Well, it was a long trip from Tuscaloosa to Chapel Hill.
I'm sitting here in my pet friendly hotel in Chapel Hill listening to the Democratic Rules Committee debate; riveting stuff, for sure. And because Chapel Hill is a new beginning for me, I thought that I'd post Thomas Cole's Falls of the Kaaterskill, which is about nature and the new. It's also a connection to my past, however, because it's home is the fabulous Westervelt Warner Museum in Tuscaloosa.

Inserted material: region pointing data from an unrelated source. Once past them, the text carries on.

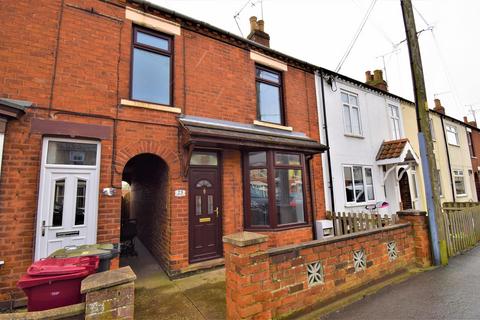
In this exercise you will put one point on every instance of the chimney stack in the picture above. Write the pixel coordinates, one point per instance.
(257, 32)
(471, 123)
(376, 80)
(438, 106)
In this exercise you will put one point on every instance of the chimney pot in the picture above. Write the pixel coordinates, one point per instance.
(438, 106)
(378, 75)
(260, 25)
(257, 32)
(376, 79)
(253, 23)
(368, 76)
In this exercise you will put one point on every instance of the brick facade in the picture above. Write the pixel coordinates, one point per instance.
(72, 60)
(265, 283)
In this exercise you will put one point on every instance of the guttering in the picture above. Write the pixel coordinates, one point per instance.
(452, 184)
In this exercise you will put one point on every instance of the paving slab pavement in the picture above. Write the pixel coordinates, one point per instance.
(451, 292)
(198, 297)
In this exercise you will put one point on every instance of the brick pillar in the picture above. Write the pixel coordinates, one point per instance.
(109, 294)
(247, 276)
(421, 235)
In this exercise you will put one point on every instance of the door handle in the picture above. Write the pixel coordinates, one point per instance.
(43, 228)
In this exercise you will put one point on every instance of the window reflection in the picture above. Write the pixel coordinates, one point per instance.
(58, 200)
(258, 197)
(80, 203)
(289, 196)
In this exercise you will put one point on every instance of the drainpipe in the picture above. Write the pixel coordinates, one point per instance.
(329, 161)
(452, 184)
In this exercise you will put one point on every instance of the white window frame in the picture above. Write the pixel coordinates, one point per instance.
(432, 129)
(458, 173)
(395, 122)
(350, 112)
(351, 166)
(440, 187)
(451, 129)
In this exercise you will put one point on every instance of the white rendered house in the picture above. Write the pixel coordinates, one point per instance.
(369, 159)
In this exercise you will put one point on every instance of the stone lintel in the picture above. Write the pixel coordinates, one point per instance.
(107, 279)
(245, 239)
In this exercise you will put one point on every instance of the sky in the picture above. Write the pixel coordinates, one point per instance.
(320, 31)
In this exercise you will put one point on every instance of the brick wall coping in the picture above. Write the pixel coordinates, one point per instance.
(107, 279)
(411, 212)
(66, 312)
(315, 243)
(245, 238)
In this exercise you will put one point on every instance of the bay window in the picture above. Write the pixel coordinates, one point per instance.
(274, 190)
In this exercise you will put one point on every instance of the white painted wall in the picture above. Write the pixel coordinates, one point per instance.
(349, 150)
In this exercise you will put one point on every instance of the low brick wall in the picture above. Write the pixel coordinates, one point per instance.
(108, 295)
(265, 283)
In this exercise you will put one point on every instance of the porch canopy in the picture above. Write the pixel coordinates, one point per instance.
(397, 152)
(207, 132)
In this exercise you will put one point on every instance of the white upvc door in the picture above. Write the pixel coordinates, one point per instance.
(68, 195)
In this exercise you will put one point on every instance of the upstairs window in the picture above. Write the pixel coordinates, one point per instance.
(269, 95)
(151, 78)
(358, 184)
(470, 144)
(452, 136)
(274, 190)
(351, 114)
(394, 115)
(459, 180)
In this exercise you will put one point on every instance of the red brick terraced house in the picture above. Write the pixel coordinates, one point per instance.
(208, 133)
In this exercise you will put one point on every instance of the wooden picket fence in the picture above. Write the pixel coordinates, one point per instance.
(351, 222)
(462, 226)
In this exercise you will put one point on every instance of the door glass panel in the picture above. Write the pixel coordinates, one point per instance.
(287, 159)
(60, 152)
(58, 203)
(258, 197)
(210, 204)
(204, 159)
(203, 183)
(80, 202)
(256, 159)
(198, 205)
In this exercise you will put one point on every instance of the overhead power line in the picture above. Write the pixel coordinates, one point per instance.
(357, 34)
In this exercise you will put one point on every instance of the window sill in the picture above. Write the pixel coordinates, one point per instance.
(454, 145)
(282, 228)
(151, 106)
(354, 136)
(361, 204)
(272, 125)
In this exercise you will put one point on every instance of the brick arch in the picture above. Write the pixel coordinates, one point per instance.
(144, 146)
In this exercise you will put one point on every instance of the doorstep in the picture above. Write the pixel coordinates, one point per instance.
(200, 267)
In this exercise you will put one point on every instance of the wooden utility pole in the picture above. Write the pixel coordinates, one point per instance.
(430, 175)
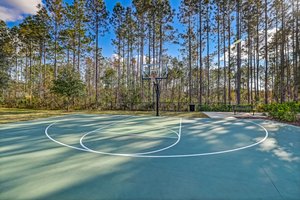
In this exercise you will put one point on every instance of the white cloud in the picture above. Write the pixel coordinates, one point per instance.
(12, 10)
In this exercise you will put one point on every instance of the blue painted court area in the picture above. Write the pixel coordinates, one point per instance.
(139, 157)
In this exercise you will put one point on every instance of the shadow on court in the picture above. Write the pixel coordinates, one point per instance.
(34, 167)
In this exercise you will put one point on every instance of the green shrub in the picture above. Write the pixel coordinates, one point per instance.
(284, 112)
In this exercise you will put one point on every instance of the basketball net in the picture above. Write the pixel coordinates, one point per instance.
(153, 78)
(153, 75)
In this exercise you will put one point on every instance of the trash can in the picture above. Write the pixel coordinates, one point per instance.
(192, 107)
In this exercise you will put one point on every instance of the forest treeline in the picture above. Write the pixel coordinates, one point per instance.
(231, 52)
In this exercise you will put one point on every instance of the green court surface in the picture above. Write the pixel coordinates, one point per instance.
(139, 157)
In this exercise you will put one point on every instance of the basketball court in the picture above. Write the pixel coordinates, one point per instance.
(85, 156)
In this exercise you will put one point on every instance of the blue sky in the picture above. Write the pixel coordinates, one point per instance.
(12, 11)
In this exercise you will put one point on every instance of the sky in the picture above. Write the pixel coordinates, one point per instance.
(13, 11)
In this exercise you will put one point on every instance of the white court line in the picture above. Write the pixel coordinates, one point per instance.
(73, 147)
(134, 154)
(177, 155)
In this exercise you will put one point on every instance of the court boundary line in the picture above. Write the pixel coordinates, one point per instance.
(73, 147)
(171, 156)
(134, 154)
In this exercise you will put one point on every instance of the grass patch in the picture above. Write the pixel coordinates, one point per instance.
(8, 115)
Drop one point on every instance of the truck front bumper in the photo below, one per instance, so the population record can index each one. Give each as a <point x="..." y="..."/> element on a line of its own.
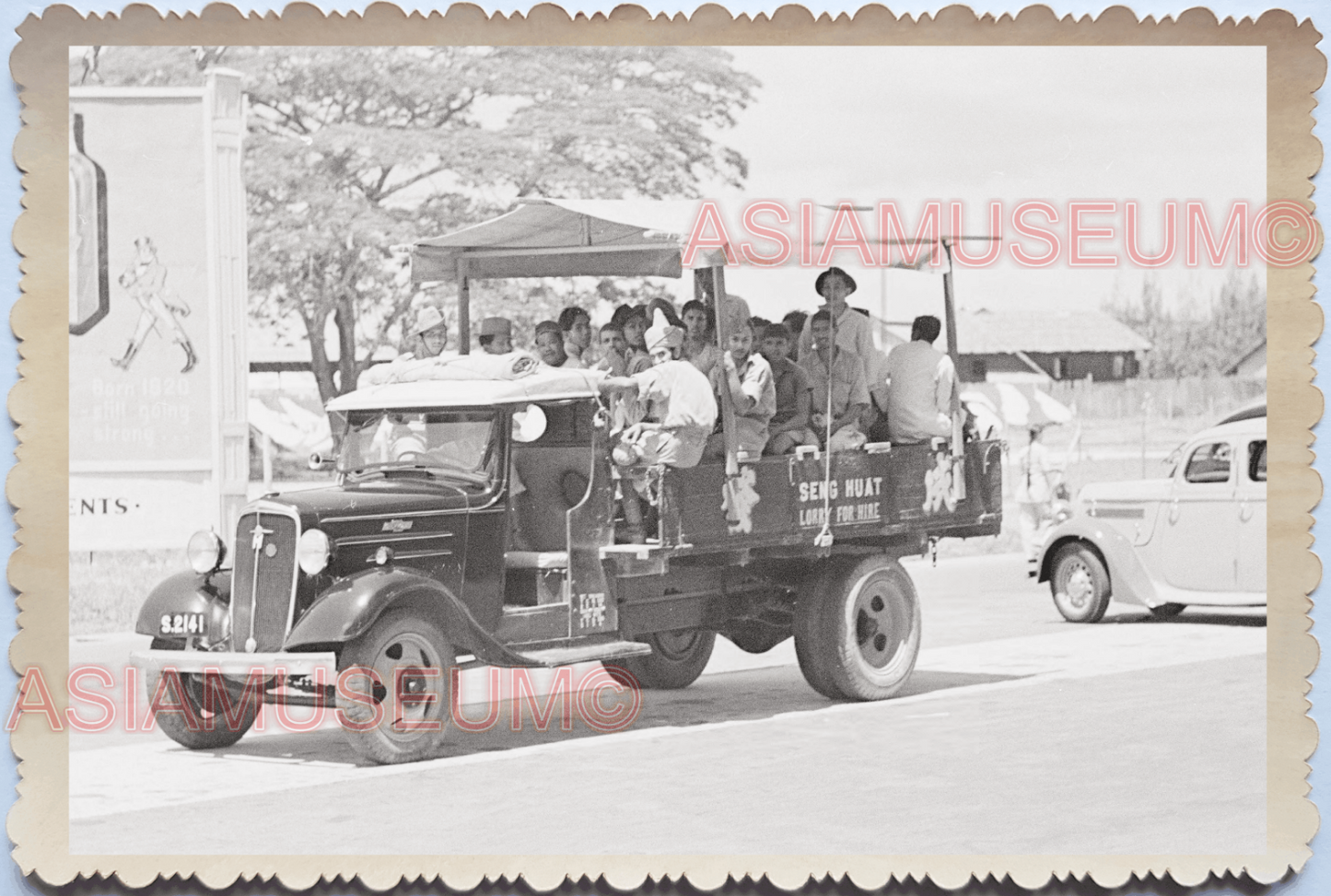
<point x="233" y="663"/>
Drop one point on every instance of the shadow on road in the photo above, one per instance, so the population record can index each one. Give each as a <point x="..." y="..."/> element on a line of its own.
<point x="1241" y="618"/>
<point x="729" y="696"/>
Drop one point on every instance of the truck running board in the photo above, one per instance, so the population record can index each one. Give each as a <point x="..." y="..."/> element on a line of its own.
<point x="586" y="653"/>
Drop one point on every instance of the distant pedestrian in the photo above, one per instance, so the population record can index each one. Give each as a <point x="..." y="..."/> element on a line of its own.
<point x="1037" y="481"/>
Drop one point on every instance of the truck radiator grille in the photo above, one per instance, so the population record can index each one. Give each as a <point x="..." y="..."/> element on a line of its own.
<point x="263" y="582"/>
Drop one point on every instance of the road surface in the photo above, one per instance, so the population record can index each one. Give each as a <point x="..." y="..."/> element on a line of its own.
<point x="1017" y="734"/>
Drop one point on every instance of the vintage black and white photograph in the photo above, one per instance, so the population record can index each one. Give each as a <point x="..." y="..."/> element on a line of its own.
<point x="744" y="448"/>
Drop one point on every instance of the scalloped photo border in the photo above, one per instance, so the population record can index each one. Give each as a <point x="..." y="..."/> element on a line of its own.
<point x="39" y="821"/>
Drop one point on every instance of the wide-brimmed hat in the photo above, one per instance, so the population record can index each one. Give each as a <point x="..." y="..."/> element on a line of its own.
<point x="661" y="333"/>
<point x="547" y="326"/>
<point x="427" y="320"/>
<point x="834" y="272"/>
<point x="496" y="326"/>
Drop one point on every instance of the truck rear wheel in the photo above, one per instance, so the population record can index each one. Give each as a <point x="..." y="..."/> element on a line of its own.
<point x="213" y="711"/>
<point x="858" y="629"/>
<point x="678" y="657"/>
<point x="394" y="705"/>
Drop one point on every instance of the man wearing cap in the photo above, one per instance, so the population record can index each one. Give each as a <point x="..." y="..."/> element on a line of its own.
<point x="429" y="336"/>
<point x="496" y="336"/>
<point x="681" y="406"/>
<point x="920" y="384"/>
<point x="550" y="345"/>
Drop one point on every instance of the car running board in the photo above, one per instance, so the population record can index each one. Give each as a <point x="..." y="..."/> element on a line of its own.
<point x="586" y="653"/>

I have new found respect for folks like movers. I also have new found respect for the antebellum southerners I study. The amount of energy it took to settle the south and the physical difficulties were extraordinary. But what the move--packing my books and files, even with the help of movers--as well as the drive impressed upon me how difficult is was to sustain and propagate intellectual culture. The library at the antebellum University of Alabama had something like 5000 volumes; it was one of the largest libraries in the country at the time. Yet it must have been extraordinarily expensive and difficult to assemble those book. Moreover, it's testimony to the extraordinary commitment to the community of ideas that people in the old south, in places that were so difficult to get to, read and wrote about ideas of religion, politics, and moral philosophy. They sustained a culture in the face of adversity. Now, that may also tell us something about why that culture was so thoroughly conservative. (Although in the eighteenth century the hurdles were even greater and that was not so nearly conservative an intellectual culture.)